Les ambitions gazières du Congo sous les feux de la rampe à l'occasion de l'IAE 2025 avec un groupe de haut niveau sur la monétisation
La République du Congo et son programme gazier seront au premier plan du prochain forum Investir dans l'énergie en Afrique (IAE) 2025 à Paris, qui comprendra une session dédiée à la monétisation des opportunités gazières du Congo. Cette discussion stratégique intervient alors que le Congo s'efforce d'augmenter sa production de gaz, de construire des infrastructures essentielles et d'accélérer les efforts de monétisation afin de répondre à la demande intérieure et de renforcer sa position en tant qu'exportateur régional d'énergie.
La session sera animée par Géraud Moussarie, associé directeur de Sustainable Partnerships, et réunira les principaux acteurs du secteur. Parmi les intervenants figurent des représentants de haut niveau de la Société nationale des pétroles du Congo (SNPC), Rus Jiri, directeur des ventes et du développement pour l'Afrique chez Neuman & Esser, et Oumar Semega, PDG d'Imperatus Energy.
IAE 2025 est un forum exclusif conçu pour faciliter les investissements entre les marchés africains de l'énergie et les investisseurs mondiaux. L'événement, qui aura lieu les 13 et 14 mai 2025 à Paris, offre aux délégués deux jours d'échanges intensifs avec des experts de l'industrie, des développeurs de projets, des investisseurs et des décideurs politiques. Pour plus d'informations, veuillez consulter le site www.invest-africa-energy.com. Pour sponsoriser ou participer en tant que délégué, veuillez contacter sales@energycapitalpower.com.
Le secteur gazier congolais a fait des progrès significatifs ces dernières années, avec de nouveaux cadres et d'ambitieux projets d'infrastructure en cours. Le projet Congo LNG, mené par Eni, vise à positionner la République du Congo comme un exportateur clé de GNL, avec une capacité totale de liquéfaction allant jusqu'à 3 millions de tonnes par an grâce à deux unités flottantes de GNL - dont la première a livré sa première cargaison en février 2024.

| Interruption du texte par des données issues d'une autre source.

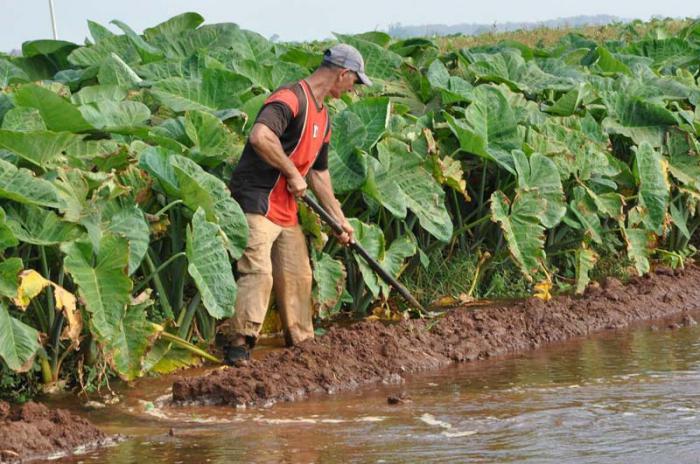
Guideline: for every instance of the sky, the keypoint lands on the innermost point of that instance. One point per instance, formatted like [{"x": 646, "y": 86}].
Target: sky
[{"x": 24, "y": 20}]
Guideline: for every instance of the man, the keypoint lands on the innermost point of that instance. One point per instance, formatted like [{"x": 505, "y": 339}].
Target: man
[{"x": 287, "y": 146}]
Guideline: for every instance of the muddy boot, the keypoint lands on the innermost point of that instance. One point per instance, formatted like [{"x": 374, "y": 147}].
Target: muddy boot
[
  {"x": 232, "y": 354},
  {"x": 233, "y": 350}
]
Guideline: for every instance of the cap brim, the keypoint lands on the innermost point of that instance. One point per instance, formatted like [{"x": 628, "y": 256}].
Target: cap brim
[{"x": 364, "y": 79}]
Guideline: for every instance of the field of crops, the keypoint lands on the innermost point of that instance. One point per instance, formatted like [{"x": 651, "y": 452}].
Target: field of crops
[{"x": 118, "y": 234}]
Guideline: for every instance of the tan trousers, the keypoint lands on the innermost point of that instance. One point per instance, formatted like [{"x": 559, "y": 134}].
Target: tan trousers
[{"x": 275, "y": 257}]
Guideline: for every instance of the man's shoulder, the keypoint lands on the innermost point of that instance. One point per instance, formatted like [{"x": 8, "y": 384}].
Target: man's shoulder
[{"x": 292, "y": 94}]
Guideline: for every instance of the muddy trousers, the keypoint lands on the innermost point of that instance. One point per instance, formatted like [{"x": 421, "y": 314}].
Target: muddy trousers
[{"x": 276, "y": 258}]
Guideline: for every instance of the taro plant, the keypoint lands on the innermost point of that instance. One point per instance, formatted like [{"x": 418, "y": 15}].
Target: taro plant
[{"x": 118, "y": 235}]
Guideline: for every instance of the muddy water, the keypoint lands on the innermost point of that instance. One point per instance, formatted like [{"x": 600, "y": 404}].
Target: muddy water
[{"x": 630, "y": 396}]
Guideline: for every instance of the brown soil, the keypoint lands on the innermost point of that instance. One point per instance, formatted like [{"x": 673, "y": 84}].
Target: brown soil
[
  {"x": 32, "y": 431},
  {"x": 369, "y": 352}
]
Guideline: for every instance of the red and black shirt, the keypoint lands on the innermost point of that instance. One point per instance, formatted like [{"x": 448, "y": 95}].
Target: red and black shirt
[{"x": 304, "y": 130}]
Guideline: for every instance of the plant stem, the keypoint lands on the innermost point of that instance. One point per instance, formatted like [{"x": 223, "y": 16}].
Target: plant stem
[
  {"x": 175, "y": 340},
  {"x": 49, "y": 290},
  {"x": 46, "y": 374},
  {"x": 186, "y": 316},
  {"x": 157, "y": 270},
  {"x": 162, "y": 294}
]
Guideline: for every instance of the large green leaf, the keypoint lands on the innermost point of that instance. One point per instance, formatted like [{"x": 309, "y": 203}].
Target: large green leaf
[
  {"x": 217, "y": 89},
  {"x": 509, "y": 67},
  {"x": 40, "y": 226},
  {"x": 115, "y": 116},
  {"x": 99, "y": 93},
  {"x": 358, "y": 127},
  {"x": 41, "y": 148},
  {"x": 199, "y": 189},
  {"x": 18, "y": 342},
  {"x": 146, "y": 51},
  {"x": 127, "y": 348},
  {"x": 639, "y": 119},
  {"x": 586, "y": 213},
  {"x": 58, "y": 113},
  {"x": 539, "y": 183},
  {"x": 114, "y": 71},
  {"x": 683, "y": 156},
  {"x": 7, "y": 238},
  {"x": 20, "y": 185},
  {"x": 212, "y": 141},
  {"x": 156, "y": 161},
  {"x": 23, "y": 119},
  {"x": 9, "y": 270},
  {"x": 489, "y": 128},
  {"x": 270, "y": 76},
  {"x": 654, "y": 190},
  {"x": 329, "y": 283},
  {"x": 400, "y": 182},
  {"x": 176, "y": 25},
  {"x": 607, "y": 63},
  {"x": 392, "y": 259},
  {"x": 102, "y": 281},
  {"x": 522, "y": 230},
  {"x": 95, "y": 55},
  {"x": 210, "y": 267},
  {"x": 209, "y": 37},
  {"x": 669, "y": 51},
  {"x": 130, "y": 223},
  {"x": 585, "y": 261}
]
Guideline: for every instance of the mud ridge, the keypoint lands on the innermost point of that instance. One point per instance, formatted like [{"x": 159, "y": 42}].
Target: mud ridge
[
  {"x": 369, "y": 352},
  {"x": 33, "y": 431}
]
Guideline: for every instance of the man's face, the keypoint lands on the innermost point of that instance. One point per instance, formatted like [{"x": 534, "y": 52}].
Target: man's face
[{"x": 344, "y": 82}]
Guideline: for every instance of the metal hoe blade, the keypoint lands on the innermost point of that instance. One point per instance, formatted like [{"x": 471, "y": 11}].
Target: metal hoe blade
[{"x": 376, "y": 267}]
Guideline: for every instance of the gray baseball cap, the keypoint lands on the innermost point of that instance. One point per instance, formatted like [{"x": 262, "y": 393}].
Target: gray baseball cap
[{"x": 346, "y": 56}]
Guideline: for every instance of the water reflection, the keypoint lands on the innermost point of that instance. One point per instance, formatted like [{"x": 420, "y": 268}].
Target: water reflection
[{"x": 617, "y": 397}]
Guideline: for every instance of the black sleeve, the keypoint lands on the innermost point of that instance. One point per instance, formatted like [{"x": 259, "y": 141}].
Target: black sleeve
[
  {"x": 276, "y": 116},
  {"x": 321, "y": 163}
]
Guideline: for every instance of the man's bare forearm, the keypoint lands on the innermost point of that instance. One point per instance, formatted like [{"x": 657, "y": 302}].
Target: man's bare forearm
[{"x": 320, "y": 182}]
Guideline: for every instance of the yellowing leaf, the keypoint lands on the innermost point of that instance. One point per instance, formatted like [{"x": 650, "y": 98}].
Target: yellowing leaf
[
  {"x": 66, "y": 302},
  {"x": 543, "y": 290},
  {"x": 31, "y": 284}
]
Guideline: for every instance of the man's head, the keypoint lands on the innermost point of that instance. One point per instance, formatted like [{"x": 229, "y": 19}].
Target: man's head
[{"x": 346, "y": 66}]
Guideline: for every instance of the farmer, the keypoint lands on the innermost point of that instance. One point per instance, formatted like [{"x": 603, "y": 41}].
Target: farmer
[{"x": 287, "y": 147}]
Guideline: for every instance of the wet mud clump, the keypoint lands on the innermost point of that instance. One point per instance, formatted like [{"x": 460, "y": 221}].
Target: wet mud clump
[
  {"x": 33, "y": 431},
  {"x": 370, "y": 352}
]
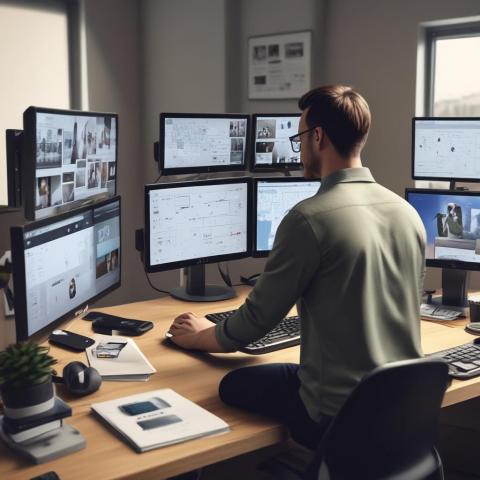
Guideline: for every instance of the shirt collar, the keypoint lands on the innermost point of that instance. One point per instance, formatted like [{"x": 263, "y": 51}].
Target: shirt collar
[{"x": 347, "y": 175}]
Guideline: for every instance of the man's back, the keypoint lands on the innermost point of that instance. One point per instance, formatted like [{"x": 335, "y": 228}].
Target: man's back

La monétisation et l'utilisation domestique des produits gaziers raffinés sont tout aussi essentielles. Le projet Banga Kayo onshore, dirigé par Wing Wah, devrait jouer un rôle central en transformant le gaz précédemment brûlé à la torche en gaz sec, en GNL, en GPL et en polypropylène, qui seront utilisés sur le marché local. Entre-temps, un nouveau code du gaz, attendu pour 2025, ainsi que le plan directeur pour le gaz récemment adopté, jettent les bases d'une croissance durable du secteur en établissant des incitations claires pour les investisseurs, en rationalisant les processus réglementaires et en promouvant le développement de l'infrastructure gazière et des chaînes de valeur locales.
Dans toute l'Afrique, la monétisation du gaz naturel est de plus en plus considérée comme une nécessité économique et un catalyseur du développement, en favorisant l'accès à l'énergie, en alimentant la croissance industrielle et en permettant le passage à des sources d'énergie plus propres. À ce jour, les principaux défis à relever sont les suivants : infrastructures de traitement et de transport limitées, financement restreint et marchés régionaux fragmentés, qui continuent de ralentir les progrès. Pour surmonter ces obstacles, il faut des politiques coordonnées, des investissements ciblés dans les infrastructures et des partenariats transfrontaliers. L'EAI 2025 offre une plateforme essentielle aux dirigeants des secteurs public et privé pour aborder ces questions, promouvoir l'investissement et libérer tout le potentiel de la chaîne de valeur du gaz en Afrique.